Excessive Fee Litigation by Mutual Funds Face Serious Implications with the Passing of the Financial CHOICE Act by the House

The passing of the Financial CHOICE Act (H.R. 10) on June 8, 2017, along House party lines aims to replace and repeal several clauses of the 2010 Dodd-Frank Wall Street Reform and Consumer Protection Act. The Financial CHOICE Act is a big reform for financial regulation which will contain possible amendments to section 36(b) of the 1940 Act that will raise the burden of proof and heighten the standards of pleading for plaintiffs in situations of litigation fee that are excessive. It was passed 233-186 along the party divide.

Investment advisers face a fiduciary duty imposed by section 36(b) instead of the compensation they receive for the advisory services they provide to funds which give the shareholders of the funds a private action right to enforce the duty against all the affiliates and their advisers who receive the compensations from the funds. By a preponderance of the available evidence, the burden of proof will be on the plaintiffs who will be required to show that the fee they pay for advice is excessive. In other words, they will need to give evidence that the services the defendant rendered and the fee charged are so disproportionate that they do not bear any relationship, and that the negotiations could not take place at an arm’s length.

Therefore, the Financial CHOICE Act will impose a requirement that under Section 36(b) any complaint brought should state all the peculiar facts that establish a breach of fiduciary duty, and to prove that if any such alleged facts are based on existing beliefs and information, the complainant shall use all means to state the peculiarities on which the facts and opinions are based or on which the opinion are formed.
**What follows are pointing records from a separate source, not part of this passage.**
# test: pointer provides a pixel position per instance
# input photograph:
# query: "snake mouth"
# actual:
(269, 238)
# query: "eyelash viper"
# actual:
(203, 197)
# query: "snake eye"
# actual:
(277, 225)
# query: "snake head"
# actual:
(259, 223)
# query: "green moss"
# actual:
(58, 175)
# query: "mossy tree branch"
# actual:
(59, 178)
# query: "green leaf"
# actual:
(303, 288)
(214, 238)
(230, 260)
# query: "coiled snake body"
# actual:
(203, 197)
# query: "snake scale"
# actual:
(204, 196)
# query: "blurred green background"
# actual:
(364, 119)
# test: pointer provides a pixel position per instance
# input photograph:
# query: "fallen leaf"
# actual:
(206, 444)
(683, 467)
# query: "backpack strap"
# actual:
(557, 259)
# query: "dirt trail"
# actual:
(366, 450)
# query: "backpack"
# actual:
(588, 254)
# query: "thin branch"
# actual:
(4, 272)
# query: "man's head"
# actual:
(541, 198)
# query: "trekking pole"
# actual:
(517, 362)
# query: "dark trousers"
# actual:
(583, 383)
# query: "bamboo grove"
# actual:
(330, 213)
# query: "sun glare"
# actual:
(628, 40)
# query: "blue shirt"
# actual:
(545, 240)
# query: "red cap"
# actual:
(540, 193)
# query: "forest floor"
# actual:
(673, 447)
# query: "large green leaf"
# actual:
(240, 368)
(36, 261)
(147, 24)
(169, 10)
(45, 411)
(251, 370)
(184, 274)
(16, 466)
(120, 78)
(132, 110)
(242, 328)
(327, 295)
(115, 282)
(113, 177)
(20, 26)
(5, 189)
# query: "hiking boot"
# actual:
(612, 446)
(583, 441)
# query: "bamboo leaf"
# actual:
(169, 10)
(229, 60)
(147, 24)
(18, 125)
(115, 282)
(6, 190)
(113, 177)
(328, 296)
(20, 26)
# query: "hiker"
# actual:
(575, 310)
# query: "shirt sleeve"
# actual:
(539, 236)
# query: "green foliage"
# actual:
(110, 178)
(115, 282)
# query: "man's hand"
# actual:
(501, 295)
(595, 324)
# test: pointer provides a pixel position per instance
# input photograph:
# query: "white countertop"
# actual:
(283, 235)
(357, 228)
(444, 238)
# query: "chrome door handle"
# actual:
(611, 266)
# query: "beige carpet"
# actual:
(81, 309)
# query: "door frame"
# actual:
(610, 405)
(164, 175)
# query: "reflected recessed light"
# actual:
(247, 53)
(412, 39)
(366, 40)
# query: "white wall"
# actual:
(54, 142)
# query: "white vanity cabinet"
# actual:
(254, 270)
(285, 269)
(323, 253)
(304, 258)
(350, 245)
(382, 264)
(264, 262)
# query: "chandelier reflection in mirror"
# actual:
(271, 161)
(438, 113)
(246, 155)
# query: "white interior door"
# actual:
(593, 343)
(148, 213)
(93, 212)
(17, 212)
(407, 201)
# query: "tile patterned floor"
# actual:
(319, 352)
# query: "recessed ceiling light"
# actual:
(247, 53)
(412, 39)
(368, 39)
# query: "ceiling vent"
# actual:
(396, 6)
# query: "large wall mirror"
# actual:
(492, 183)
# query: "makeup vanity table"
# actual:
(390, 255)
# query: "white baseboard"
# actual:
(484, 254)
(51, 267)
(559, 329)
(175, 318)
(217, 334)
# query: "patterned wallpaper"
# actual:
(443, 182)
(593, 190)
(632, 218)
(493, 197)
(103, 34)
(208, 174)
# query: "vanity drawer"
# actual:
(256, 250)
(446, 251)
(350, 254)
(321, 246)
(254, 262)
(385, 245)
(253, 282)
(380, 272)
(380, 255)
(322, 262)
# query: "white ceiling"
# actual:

Apart from the raised or stricter standards of pleading that the complainants will have to face, the plaintiffs will also be confronted by heightened burden of proof imposed by the Act from a state of legal “preponderance of the evidence” to a legally acceptable state of “convincing and unequivocal evidence.”

The new rules will not make the playing field any simpler for all the parties involved, and in the event of a process of litigation, it is clear that the cases will be long-drawn and complicated. Under the Financial Choice Act, the shareholder of a fund will have the burden to prove that there was a breach of fiduciary duty by convincing and clear evidence.